Energy can be described in many contexts, such as the energy required to move something - be it translational or rotational - being kinetic energy, temperature/heat, electricity, light, etc. However, many energies learned of at a young age are simply multiple forms of a single energy. That is, heat and movement are the same thing, the former being movement on a micro scale, the latter being on a macro scale. Similarly, electricity is, to my understanding, due to the movement of electrons, and light is the movement of photons.
As an aside, primarily to add details I've yet to properly organize, there are a number of thoughts I've considered. For one, we consider energy as measured in Joules. The formula for kinetic energy ($K = 1/2mv^2$) is mathematically the integral of momentum with respect to velocity ($p = mv$). This implies to me that energy is directly related to momentum, which relates mass to motion. However, light is considered to be massless, yet has energy. Specifically, I read somewhere in my searches on the topic that light, though massless, will add to the effective mass of a container. But my considerations would be that either 1) light does have mass, but simply the smallest possible mass, or 2) light is not adding to effective mass, but rather "applying force". My searches have indicated that light does transfer momentum, but to my basic knowledge momentum measures mass and speed, which would imply that the former (light having mass) would need to be true. Perhaps the energy of light is proportional to its frequency, given gamma rays are, to my knowledge, more energetic than radio waves, and the electrons of a chemical give off different colored photons based on the degree of energy state changed. On a separate note, I've found mention that the curvature of spacetime due to matter will cause objects to accrue motion, as even if the object technically isn't moving, the spacetime is.
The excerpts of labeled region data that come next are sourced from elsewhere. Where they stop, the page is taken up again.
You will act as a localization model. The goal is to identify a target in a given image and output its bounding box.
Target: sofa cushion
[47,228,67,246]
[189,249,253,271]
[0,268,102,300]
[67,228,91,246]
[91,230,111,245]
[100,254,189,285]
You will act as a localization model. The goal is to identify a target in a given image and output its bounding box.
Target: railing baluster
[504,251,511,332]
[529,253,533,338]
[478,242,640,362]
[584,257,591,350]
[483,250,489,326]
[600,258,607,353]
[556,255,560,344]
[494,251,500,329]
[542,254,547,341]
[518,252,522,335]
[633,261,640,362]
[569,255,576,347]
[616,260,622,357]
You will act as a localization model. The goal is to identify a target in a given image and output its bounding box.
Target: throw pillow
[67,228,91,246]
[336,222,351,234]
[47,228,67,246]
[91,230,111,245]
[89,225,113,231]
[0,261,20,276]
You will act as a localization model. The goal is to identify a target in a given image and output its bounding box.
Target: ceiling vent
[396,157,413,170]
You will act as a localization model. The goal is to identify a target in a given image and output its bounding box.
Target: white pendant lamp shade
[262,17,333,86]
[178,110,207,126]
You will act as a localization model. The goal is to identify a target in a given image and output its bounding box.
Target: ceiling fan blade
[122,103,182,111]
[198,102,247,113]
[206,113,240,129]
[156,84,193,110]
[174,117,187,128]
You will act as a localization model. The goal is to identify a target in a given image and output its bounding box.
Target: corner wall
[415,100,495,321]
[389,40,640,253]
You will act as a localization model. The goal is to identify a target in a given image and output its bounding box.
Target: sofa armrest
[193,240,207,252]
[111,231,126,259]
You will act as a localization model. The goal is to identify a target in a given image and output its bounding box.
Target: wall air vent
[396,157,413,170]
All this to say, it would seem reasonable to me to say that all energy is simply some form of motion, be it the motion of an elementary particle, or motion of atoms on a micro scale, or motion of objects on a macro scale. However, it seems possible that there are nuances I'm not considering or otherwise am unaware of that would indicate that energy is its own factor separate from mass and spacetime rather than a combination of the two.
Simply, is energy equivalent to the motion of matter and subsequent transference of that motion, or is that not the case, and if so why?